人在江湖漂,最為重要地就是這一張臉面,如果臉面垮了,那你這個人在江湖中也就沒什麼出頭之日了,因此吳二楞才會這麼打腫臉充胖子地咬牙切齒也要給自己掙出一個與眾不同地「身份」來,否則以後這江湖就沒法子繼續地混了!
由此吳二楞也還決定了,從明天開始,自己兄弟們就要開始專找那些找張知秋麻煩的人地麻煩了,因為張知秋這里一旦要是出個什麼問題,那他們兄弟這種無所事事、高人一等地逍遙日子,便也會馬上隨之宣告結束了。
屆時,即便是吳二楞再牛、再橫,只怕也還是要乖乖地和他的兄弟們一起去拉車的——這一點,都根本不用張小滿再給吳二楞提醒的!
這就是所謂地「人在屋檐下,不得不低頭」,且不說「槍桿子里出政權」這種大逆不道之言,即便是在江湖中,那也是拳大為王!
形勢比人強啊……
張知秋是在噩夢中驚醒過來的,在夢中他被不知名的怪物所蹂躪,全身地骨碎筋折,一驚而醒後,才發現自己全身酸痛僵直,簡直就是痛不欲生——奇怪的是,張知秋卻是隱約覺得,這並非只是夢境,而是自己曾經親身經歷過的一般。
左思右想不得要領,張知秋強忍著渾身地酸痛站起身來活動筋骨;老孫頭也沒有返回帳篷,一直坐在火堆旁打盹,這時也被他的動靜驚醒了過來。
「你這是著涼了——睡在地上寒氣入骨;還有就是今天拉車時耗力過度、傷了肌肉,畢竟你素日里沒有做過這些事情,一時間還不能適應。」
听完張知秋呲牙咧嘴的苦訴,老孫頭卻是隨即便給出了答案,也讓心思還多少沉浸在噩夢中的張知秋醒悟過來。

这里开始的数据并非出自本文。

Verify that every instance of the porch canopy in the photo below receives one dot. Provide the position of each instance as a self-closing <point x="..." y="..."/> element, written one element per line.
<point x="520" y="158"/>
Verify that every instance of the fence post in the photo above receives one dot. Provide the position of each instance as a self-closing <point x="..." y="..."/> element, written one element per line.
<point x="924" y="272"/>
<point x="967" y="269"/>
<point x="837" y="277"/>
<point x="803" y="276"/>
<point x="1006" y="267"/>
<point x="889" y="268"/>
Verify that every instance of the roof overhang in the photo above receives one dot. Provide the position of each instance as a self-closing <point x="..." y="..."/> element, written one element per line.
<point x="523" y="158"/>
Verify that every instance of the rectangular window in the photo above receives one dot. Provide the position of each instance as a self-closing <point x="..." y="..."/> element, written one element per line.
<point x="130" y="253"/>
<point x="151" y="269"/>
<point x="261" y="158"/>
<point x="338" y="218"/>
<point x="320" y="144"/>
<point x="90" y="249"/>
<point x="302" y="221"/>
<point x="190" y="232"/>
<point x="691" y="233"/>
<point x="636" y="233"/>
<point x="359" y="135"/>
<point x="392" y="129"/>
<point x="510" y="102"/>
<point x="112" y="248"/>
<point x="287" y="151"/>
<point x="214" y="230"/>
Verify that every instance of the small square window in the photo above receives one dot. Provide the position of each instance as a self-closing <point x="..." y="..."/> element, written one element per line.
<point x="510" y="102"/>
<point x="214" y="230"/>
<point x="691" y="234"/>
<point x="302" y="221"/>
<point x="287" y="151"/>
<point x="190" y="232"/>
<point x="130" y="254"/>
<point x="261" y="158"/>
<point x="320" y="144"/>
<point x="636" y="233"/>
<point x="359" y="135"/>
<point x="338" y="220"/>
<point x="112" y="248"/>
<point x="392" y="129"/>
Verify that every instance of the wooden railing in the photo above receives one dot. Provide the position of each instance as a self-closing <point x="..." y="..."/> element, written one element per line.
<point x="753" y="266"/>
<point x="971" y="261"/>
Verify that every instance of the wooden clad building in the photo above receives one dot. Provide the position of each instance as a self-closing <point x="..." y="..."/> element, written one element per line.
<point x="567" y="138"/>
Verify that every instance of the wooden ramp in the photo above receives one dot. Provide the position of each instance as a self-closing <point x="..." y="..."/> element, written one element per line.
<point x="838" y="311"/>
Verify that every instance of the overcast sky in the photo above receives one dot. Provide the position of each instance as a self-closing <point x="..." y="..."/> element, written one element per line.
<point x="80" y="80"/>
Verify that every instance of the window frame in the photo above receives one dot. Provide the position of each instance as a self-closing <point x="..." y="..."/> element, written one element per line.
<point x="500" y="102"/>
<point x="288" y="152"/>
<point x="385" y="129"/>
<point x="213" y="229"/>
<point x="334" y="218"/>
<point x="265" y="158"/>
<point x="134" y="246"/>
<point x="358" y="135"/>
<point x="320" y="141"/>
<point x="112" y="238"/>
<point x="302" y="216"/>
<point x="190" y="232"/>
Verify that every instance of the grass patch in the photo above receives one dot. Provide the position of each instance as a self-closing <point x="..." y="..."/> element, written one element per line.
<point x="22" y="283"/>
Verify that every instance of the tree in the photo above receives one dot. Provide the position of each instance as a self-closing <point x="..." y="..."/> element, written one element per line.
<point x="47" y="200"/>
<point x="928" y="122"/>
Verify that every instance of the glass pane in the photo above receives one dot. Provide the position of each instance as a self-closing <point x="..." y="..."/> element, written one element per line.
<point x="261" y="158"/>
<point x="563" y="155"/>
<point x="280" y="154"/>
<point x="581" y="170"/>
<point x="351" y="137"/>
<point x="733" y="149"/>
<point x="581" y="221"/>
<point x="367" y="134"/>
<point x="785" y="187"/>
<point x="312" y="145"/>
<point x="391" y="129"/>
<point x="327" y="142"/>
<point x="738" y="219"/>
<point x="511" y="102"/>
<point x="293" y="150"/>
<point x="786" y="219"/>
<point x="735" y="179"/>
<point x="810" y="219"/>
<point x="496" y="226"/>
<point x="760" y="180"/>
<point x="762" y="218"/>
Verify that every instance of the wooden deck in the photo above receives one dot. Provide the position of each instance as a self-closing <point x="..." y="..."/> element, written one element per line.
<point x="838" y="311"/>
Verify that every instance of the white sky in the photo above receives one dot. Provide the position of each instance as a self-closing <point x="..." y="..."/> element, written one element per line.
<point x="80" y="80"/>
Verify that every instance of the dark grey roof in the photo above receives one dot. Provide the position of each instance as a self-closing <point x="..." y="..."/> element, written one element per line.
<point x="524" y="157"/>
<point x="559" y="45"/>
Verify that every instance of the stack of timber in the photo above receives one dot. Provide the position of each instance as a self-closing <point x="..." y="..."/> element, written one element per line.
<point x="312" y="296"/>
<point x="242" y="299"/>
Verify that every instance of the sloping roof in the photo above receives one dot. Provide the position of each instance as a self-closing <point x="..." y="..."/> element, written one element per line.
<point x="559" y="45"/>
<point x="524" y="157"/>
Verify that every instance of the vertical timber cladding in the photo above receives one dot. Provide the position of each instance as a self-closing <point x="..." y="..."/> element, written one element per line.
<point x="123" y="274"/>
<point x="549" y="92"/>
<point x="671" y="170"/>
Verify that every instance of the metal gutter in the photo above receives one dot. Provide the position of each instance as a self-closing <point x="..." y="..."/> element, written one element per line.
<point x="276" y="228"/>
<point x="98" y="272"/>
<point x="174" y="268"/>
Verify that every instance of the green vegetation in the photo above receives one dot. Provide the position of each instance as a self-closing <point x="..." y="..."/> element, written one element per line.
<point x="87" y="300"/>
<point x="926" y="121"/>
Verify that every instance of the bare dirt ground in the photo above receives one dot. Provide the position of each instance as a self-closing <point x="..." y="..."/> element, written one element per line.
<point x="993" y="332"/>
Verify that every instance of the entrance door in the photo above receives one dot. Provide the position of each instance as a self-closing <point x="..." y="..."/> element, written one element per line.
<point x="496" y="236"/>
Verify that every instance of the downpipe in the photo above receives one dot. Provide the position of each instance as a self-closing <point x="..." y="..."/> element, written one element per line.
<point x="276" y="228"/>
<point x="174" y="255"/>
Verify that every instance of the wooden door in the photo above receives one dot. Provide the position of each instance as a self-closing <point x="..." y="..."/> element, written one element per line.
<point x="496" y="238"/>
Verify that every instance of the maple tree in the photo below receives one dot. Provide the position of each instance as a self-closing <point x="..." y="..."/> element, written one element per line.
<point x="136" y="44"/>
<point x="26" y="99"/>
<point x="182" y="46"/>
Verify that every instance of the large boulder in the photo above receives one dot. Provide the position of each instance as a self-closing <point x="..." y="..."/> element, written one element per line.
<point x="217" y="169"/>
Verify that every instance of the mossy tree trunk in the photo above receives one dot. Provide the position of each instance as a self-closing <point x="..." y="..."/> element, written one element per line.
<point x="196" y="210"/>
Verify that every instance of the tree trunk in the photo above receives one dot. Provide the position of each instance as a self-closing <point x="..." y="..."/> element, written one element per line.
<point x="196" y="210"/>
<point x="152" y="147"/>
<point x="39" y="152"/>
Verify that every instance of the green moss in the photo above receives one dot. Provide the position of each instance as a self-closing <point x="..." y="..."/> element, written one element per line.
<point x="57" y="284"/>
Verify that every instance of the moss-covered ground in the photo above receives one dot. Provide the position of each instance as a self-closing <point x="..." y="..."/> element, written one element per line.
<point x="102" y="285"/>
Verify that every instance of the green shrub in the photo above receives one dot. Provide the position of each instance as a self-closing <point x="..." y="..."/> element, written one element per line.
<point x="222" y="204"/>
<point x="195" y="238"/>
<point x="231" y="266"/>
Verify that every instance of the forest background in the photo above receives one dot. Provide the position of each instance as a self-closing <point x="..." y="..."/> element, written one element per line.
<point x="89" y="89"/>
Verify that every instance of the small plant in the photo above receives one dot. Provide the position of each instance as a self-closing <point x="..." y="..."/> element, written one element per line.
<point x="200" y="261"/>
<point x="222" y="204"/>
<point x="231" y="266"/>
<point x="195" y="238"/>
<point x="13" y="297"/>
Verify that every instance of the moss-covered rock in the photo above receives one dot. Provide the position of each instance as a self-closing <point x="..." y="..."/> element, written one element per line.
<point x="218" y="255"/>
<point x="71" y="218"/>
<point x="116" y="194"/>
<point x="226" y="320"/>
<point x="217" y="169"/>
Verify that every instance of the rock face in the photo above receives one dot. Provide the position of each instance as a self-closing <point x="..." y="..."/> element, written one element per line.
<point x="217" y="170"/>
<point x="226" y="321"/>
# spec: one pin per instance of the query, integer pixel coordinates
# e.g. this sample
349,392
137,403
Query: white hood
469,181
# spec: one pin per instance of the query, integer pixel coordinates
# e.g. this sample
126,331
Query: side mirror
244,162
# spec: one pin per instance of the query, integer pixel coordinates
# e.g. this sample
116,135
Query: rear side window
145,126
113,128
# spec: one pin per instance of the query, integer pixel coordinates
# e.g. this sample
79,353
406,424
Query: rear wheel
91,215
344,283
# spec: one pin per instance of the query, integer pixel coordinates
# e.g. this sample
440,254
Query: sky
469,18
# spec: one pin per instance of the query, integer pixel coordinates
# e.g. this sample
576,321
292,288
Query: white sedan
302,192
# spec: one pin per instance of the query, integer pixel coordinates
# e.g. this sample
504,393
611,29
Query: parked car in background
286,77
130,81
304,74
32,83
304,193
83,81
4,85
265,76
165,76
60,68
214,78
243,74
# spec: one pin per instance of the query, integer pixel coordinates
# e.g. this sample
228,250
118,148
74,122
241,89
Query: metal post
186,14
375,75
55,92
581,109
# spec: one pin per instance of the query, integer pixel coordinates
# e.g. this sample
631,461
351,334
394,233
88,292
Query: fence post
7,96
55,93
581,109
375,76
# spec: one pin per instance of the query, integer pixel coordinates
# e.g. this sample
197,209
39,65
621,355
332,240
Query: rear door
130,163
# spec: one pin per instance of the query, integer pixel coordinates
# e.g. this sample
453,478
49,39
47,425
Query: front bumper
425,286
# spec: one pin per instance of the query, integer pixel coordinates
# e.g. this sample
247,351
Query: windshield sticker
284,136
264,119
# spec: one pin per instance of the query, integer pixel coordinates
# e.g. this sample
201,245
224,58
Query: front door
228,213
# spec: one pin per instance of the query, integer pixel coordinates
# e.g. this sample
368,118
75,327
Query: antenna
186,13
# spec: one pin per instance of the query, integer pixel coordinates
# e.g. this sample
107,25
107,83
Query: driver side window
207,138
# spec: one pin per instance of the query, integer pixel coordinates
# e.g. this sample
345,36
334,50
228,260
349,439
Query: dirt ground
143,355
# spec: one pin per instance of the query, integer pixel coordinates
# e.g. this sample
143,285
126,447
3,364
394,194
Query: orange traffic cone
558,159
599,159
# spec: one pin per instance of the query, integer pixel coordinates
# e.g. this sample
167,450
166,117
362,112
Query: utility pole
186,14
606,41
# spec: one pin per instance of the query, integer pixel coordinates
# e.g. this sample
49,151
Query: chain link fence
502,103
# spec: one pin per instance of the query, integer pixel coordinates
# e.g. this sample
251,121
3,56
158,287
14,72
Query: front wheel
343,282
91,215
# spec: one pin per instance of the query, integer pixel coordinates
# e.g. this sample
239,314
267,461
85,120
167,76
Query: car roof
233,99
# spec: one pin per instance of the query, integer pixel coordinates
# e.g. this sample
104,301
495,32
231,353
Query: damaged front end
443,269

這些道理說來簡單,老孫頭一說張知秋便也明白,但是對于自己剛剛所做的這個噩夢,張知秋卻是始終有些難以釋懷。
類似的記憶,在張知秋的腦海中還有一些,而且都是以這種類似于「親身親歷」地記憶形式存在的,這讓他一時間有些如夢似幻、真假莫辨的感覺。
不管這麼說,知道這地上的潮氣會造成「內侵」的後果,這泥土地自然是不敢再睡了,但張知秋又不想回到帳篷里去被男人摟,因此也只好是听從老孫頭的建議,坐在火邊燻烤自己這些被「濕邪內侵」的關節了。
夜深人靜,張知秋和老孫頭也不便太過猖狂地目中無人,在簡單地交談了寥寥數語之後,便在有意無意地從身邊巡邏了一回地黑衣士卒們冰冷的目光下沉默了。
張知秋是初來乍到地不清楚,但從輜重營甫一設立便身在此間地老孫頭卻是明白,他們二人能夠這麼超然地坐在營中「烤火」,卻必然是有軍中高層之人在有意無意地庇護他們了。
但是老孫頭也很難確定的是,這種應該只是基于對張知秋這個讀書人身份的尊重所給予地照應,究竟能夠做到何種程度。
在老孫頭的心中想來,象張知秋和張秀才這種讀書人,是本都不應該來操此賤役的;但這次地事情是由知州大人親自擬定的,忻州境內無人敢違!
不過,已然在人世中浸染了多半輩子的老孫頭,卻是什麼也沒有和張知秋提︰所有的一切都也只是一些猜想,說出來不但于事無補,反倒是會徒亂人意。
以張知秋如今的年齡來說,老孫頭幾乎可以確認,有些話自己還是爛在肚子里比說出來會對他更好︰年輕,在大多數地時候就意味著是浮躁。
但在很多時候,浮躁是會讓人付出慘重地代價的,而這種代價甚至有可能是自己和他人的生命!
在張知秋的竭力勸說下,老孫頭最終還是返回了帳篷去睡覺;但據老頭兒自己所說,卻是從來都並沒有遇到張知秋今晚地這種「艷遇」的。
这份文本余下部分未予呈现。